AcademiCodec - Efficient Audio Codec Models for Research and TTS Applications

AcademiCodec: An Open Source Audio Codec Model for Academic Research

AcademiCodec represents a groundbreaking initiative designed to revolutionize audio codec technology by making it accessible for academic research and development. It is completely open-source, featuring a toolkit that empowers researchers and developers to explore and advance audio codec models. With a well-structured repository, it caters to continuous academic collaboration and contributions.

Repository Structure

The project is neatly organized into several critical components:

academicodec: This is the core directory, containing common utilities, modules, quantization techniques, and various models including HiFi-Codec, Encodec, and SoundStream.
evaluation_metric: Houses tools and metrics necessary for evaluating the models' performances.
egs: Contains example scripts and configurations for specific models like SoundStream and HiFi-Codec, along with scripts for testing and starting model evaluations.

Ongoing Project with Collaborative Spirit

As an ongoing project, AcademiCodec encourages contributions from researchers worldwide. Originating from a university setting, the project provides a platform for the academic community to engage collaboratively, contributing to the evolution of audio codec technology. The project's foundational paper is accessible here.

Audio Codec Models and Challenges

Audio codec models play a vital role in compressing audio for communications and lately for generating intermediates in audio generation tasks. Despite their widespread usage, these models face two main challenges:

The complexity of training due to closed training processes and the requirement for extensive data and computational resources.
The dependency on multiple codebooks for high-quality reconstructions, which burdens generation models.

Innovations of HiFi-Codec

AcademiCodec introduces a novel solution – the HiFi-Codec, based on Group-Residual Vector Quantization (GRVQ). HiFi-Codec addresses existing challenges by using only four codebooks, achieving superior reconstruction performance over its counterparts with fewer resources. It is an ideal choice for various audio generation applications, providing efficient middle representations.

Recent Developments and Releases

April 16, 2023: Initial release of training codes for Encodec and SoundStream models, along with pre-trained models in 24khz and 16khz.
May 5, 2023: Release of HiFi-Codec's training codes.
June 2, 2023: Addition of an infer notebook for HiFi-Codec, facilitating future training for models like VALL-E and SoundStorm.
June 13, 2023: Major code structure refactor.

Technical Requirements

To explore AcademiCodec's capabilities, ensure your setup includes:

PyTorch version >= 1.13.0
Python version >= 3.8

Training and Data Preparation

Users interested in training their models should prepare their audio data ensuring correct sample rates. For pre-trained models, guidance is available through Hugging Face.

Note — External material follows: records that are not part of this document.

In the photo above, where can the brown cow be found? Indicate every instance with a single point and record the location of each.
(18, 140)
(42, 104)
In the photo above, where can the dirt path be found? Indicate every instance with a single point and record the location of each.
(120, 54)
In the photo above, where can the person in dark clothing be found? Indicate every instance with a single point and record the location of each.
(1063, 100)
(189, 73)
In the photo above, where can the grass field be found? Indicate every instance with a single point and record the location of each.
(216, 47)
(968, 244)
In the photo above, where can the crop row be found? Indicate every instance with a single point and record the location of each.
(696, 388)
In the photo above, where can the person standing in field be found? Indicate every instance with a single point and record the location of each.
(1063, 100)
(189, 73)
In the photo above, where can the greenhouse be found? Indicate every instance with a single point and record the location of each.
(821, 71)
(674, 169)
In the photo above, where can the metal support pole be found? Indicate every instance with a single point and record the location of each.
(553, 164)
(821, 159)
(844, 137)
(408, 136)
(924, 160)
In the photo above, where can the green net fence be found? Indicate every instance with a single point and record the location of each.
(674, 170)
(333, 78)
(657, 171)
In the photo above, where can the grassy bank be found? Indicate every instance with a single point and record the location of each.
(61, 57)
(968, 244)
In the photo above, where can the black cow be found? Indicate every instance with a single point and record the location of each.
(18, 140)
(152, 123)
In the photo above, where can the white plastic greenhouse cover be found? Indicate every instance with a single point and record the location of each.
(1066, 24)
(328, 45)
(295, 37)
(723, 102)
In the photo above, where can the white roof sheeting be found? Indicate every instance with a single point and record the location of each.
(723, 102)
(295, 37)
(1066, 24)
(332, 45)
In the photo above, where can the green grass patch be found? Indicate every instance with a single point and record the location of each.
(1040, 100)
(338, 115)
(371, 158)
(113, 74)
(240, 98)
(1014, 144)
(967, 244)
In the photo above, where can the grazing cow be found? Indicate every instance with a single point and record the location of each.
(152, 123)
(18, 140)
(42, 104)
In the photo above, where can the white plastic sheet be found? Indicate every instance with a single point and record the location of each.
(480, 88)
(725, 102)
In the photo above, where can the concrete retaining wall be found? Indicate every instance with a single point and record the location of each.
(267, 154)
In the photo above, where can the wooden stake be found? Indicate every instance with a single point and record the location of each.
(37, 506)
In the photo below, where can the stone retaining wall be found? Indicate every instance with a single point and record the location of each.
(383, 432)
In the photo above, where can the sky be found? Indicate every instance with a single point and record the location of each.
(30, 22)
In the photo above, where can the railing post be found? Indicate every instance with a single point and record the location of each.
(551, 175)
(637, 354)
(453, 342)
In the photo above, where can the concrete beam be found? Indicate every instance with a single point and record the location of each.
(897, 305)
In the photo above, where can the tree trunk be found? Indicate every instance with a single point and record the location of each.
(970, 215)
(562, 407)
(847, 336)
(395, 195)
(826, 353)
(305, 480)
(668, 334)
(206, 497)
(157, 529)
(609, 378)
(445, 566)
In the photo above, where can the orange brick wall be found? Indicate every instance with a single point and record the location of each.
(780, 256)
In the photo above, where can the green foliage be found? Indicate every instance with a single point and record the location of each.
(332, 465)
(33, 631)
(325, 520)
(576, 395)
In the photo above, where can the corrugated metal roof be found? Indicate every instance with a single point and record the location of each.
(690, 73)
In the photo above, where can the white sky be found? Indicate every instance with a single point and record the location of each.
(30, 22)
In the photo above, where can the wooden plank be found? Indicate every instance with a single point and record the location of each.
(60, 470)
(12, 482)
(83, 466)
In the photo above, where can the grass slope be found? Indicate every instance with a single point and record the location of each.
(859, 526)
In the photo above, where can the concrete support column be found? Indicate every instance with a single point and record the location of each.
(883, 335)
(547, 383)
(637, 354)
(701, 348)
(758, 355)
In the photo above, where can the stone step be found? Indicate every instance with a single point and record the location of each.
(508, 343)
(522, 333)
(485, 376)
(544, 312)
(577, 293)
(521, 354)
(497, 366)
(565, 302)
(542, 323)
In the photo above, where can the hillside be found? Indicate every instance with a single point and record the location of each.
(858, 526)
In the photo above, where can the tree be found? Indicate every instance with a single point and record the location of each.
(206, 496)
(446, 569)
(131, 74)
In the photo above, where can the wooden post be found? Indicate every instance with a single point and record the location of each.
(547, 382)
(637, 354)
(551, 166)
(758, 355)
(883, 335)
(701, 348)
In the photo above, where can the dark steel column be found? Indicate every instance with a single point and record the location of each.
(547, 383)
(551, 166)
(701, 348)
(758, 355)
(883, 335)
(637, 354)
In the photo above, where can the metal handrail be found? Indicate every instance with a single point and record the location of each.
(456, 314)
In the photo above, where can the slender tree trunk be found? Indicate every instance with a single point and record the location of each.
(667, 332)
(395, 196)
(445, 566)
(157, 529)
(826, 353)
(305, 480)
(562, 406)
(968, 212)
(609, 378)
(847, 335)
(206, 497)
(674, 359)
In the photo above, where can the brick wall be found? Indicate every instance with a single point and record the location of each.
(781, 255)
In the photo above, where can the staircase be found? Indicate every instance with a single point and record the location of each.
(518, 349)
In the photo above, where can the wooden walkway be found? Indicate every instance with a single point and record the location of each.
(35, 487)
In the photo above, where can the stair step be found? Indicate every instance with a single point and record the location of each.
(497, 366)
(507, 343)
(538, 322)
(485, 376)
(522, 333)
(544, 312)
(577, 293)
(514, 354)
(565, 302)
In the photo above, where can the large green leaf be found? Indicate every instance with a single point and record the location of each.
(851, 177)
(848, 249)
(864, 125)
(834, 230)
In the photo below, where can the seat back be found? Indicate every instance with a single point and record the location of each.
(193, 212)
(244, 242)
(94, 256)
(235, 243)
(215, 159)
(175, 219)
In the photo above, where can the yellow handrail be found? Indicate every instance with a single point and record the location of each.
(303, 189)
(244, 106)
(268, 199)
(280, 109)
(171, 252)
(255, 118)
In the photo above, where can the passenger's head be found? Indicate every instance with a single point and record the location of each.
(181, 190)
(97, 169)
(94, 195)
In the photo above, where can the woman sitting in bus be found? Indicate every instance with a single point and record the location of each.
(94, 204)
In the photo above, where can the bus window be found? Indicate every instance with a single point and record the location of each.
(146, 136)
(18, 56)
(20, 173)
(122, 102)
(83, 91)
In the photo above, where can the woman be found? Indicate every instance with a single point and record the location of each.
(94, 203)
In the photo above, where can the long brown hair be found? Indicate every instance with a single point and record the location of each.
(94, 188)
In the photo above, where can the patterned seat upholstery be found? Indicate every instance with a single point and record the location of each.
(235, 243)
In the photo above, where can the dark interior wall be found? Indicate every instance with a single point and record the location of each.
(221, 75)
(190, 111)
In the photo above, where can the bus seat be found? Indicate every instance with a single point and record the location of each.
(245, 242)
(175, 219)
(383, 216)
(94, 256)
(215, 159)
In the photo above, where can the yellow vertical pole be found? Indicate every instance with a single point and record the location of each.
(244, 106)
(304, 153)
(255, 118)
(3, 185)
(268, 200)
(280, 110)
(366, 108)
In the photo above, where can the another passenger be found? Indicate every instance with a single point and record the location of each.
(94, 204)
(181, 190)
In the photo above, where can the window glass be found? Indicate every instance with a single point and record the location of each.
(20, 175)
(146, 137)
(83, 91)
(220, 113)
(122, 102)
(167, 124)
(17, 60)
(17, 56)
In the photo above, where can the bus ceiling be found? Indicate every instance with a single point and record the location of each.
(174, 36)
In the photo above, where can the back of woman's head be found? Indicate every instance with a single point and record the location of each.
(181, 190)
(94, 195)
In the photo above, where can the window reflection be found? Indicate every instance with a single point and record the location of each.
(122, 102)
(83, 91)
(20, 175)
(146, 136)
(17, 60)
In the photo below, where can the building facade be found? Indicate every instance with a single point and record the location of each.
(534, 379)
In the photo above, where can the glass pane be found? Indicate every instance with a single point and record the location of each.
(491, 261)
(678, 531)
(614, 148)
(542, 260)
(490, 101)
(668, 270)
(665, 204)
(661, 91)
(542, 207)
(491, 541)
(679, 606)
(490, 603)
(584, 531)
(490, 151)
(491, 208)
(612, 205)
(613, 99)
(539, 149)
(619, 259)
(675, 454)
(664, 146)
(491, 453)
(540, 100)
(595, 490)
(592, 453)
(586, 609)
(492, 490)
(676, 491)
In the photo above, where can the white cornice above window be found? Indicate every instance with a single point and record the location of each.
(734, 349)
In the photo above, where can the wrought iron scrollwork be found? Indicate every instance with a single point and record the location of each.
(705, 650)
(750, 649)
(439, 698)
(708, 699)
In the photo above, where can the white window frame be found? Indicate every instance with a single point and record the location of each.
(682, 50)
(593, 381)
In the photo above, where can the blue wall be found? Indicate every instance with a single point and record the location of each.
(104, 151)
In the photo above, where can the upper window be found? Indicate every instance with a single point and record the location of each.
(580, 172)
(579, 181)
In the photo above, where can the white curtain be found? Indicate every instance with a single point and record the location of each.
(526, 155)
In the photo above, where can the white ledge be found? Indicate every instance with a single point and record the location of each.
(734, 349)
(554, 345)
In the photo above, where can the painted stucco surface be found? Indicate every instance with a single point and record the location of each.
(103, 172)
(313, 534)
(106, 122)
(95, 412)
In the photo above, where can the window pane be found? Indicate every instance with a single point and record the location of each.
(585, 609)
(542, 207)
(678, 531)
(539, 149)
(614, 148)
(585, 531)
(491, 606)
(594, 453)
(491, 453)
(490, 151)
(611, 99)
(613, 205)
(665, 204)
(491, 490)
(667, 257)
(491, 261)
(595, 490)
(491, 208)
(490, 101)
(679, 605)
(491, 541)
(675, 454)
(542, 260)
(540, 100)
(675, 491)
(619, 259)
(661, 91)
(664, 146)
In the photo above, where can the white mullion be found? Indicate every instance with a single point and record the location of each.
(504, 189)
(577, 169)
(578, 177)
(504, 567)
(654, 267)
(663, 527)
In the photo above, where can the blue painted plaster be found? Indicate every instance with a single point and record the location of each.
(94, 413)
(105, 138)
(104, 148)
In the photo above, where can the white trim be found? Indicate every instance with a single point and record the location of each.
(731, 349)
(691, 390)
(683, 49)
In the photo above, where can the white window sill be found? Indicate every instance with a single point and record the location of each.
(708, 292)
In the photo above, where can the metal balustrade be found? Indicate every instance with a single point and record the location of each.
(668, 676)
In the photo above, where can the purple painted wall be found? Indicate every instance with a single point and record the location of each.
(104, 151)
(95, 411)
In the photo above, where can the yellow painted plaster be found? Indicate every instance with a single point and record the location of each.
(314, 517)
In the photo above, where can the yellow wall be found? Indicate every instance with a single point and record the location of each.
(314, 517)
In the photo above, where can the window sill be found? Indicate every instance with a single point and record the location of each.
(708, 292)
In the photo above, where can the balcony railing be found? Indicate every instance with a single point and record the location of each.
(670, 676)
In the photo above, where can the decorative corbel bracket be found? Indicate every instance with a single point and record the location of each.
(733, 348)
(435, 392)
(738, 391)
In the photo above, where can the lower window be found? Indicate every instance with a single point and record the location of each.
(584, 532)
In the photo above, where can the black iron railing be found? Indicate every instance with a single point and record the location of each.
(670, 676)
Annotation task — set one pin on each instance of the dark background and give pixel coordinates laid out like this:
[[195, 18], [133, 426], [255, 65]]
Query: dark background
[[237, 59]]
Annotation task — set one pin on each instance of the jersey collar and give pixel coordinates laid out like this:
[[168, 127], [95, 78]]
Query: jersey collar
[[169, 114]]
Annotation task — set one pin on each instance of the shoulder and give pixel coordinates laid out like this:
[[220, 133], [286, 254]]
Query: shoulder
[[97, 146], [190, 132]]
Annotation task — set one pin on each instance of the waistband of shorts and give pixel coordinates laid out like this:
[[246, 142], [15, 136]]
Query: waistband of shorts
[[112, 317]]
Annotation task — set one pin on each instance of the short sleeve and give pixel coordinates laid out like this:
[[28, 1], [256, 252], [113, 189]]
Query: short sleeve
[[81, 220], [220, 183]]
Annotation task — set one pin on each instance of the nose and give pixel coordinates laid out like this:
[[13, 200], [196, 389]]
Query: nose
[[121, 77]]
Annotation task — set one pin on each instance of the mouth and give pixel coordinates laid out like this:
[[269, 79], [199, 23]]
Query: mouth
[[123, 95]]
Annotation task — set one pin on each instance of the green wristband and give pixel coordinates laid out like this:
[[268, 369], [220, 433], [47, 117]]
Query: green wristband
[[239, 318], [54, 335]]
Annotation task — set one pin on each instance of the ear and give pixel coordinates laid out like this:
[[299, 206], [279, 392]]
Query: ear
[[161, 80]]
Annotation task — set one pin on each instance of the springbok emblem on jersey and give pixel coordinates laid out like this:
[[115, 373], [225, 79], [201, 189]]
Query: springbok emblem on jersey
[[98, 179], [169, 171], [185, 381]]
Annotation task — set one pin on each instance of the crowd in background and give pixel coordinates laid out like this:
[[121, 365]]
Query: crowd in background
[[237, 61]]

Understanding Model Variations

The distinction between AcademiCodec's models lies mainly in their choice of discriminators:

SoundStream and Encodec: Vary in the discriminator approach, with SoundStream using dual discriminators for waveforms and spectrograms, whereas Encodec uses a single STFT-discriminator.
HiFi-Codec: Marks a leap in codec efficiency, minimizing the token number with a reduced count of codebooks.

Acknowledgements and Citations

AcademiCodec builds on knowledge and tools from leading repositories, acknowledging the significant contributions of their developers. Should this project support your research, the team kindly asks for the project to be cited.

Licensing

The project is shared under the MIT license, promoting open collaboration and accessibility.

In essence, AcademiCodec is more than just an audio codec model toolkit; it represents a collaborative effort to elevate audio processing research and technology, making advanced audio codec models accessible for academic progression and innovation.